Core Assessment: Large investors orchestrated the market reversal following this panic event. Their operational chain is clear: massive accumulation on the panic day -> patient collection during the accumulation range -> recent high-volume breakout to guide the trend. Their intent is to establish new long positions from a structural low point.
6. Support/Resistance Level Analysis & Trading Signals

Key Price Levels:
- • Primary Support Zone: 42.35 - 43.17. This is the initial low area following the panic sell-off and the absolute bottom of the accumulation range.
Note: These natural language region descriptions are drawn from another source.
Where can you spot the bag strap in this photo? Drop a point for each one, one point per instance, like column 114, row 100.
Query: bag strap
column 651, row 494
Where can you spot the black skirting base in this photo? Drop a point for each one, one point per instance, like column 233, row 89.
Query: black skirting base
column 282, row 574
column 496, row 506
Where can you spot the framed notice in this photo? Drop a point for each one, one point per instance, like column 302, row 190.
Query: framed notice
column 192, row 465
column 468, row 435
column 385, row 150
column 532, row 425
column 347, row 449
This zone is the key defensive line for assessing accumulation failure and a return to downtrend.
- • Secondary Support / Breakout Confirmation Level: 45.15 - 46.00. This was the upper boundary of the prior accumulation range, recently broken by bullish candles. This area has now transformed into important support; holding above it on a pullback indicates strength.
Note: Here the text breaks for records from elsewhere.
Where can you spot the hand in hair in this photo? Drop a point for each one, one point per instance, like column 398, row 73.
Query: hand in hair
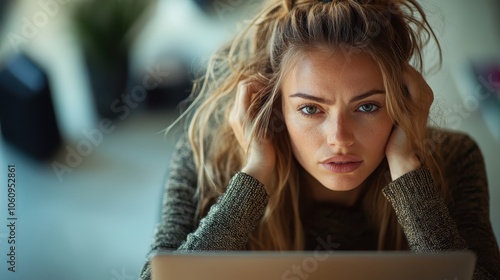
column 401, row 157
column 260, row 153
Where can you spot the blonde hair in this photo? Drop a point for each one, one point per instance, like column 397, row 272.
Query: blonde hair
column 393, row 32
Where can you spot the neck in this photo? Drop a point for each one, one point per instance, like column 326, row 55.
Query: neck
column 316, row 192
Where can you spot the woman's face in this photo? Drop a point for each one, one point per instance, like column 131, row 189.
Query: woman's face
column 335, row 113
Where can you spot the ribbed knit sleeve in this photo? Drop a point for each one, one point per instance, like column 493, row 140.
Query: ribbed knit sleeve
column 432, row 225
column 228, row 224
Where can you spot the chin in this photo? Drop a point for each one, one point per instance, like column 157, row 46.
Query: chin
column 341, row 184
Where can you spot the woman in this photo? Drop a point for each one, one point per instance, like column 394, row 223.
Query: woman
column 311, row 127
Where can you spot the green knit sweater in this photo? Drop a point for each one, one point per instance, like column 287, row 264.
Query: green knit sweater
column 428, row 222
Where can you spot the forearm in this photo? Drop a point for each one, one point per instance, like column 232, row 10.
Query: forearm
column 232, row 219
column 422, row 213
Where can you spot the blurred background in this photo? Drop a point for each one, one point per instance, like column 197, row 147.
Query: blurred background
column 87, row 86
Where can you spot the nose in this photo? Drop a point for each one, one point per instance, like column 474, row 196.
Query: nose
column 340, row 132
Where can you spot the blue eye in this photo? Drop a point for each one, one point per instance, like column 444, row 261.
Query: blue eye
column 368, row 108
column 309, row 110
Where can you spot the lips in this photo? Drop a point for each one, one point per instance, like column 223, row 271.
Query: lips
column 342, row 163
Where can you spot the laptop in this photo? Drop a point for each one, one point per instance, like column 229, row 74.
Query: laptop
column 317, row 265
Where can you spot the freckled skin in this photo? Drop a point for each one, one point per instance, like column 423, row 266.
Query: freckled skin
column 341, row 127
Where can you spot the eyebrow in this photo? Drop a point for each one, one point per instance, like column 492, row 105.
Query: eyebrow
column 330, row 102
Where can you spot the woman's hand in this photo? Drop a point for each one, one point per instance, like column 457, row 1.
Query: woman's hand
column 260, row 153
column 401, row 158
- • Immediate Resistance: 48.29 (2026-01-09 high). Breaking this level would open upside space.
- • Next Key Resistance: 50.00 (psychological level and potential technical resistance).
Comprehensive Wyckoff Event Trading Signal:
The market has completed the classic bottoming process of "Panic Selling -> Automatic Rally -> Secondary Test/Accumulation" and has shown the strong signal (SOS) of "Breaking out of the accumulation range."
- • Primary Trend Signal: Bullish. Market structure suggests a significant intermediate-term bottom is forming.
- • Operational Recommendations:
- 1. Aggressive Strategy: Consider establishing partial long positions when price stabilizes above 46.50 (recent minor platform high).
- 2. Conservative Strategy: Wait for a pullback to the 45.50-46.00 area (post-breakout support zone), entering upon observing signs of a low-volume halt in the decline.
- 3. Stop-Loss Placement: Stop-loss for all long positions should be placed below the bottom of the accumulation range, suggested at 44.90 (below the recent pullback low of 45.00).
- 4. Target Outlook: Initial target can be set towards 50.00. If broken and held above 50, higher technical resistance levels can be considered.
Future Validation Points (Require Close Monitoring):
- • Confirmation Signals: Price maintains above the 46.00 support and breaks the 48.29 resistance on increased volume. Volume should remain active during up days (
VOLUME_AVG_7D_RATIO > 1.2). - • Invalidation Signals: Price falls back below 45.00 on increased volume, especially breaking the 44.90 support level. This would signal a failed breakout, potentially leading the market back into accumulation consolidation or testing lower supports, necessitating a reassessment of market structure.
Disclaimer: All content in this report is based on quantitative analysis and theoretical derivation using the provided historical data and does not constitute specific investment advice. Financial markets carry risks, and past performance is not indicative of future results. Investors should make independent judgments and exercise caution in their decisions.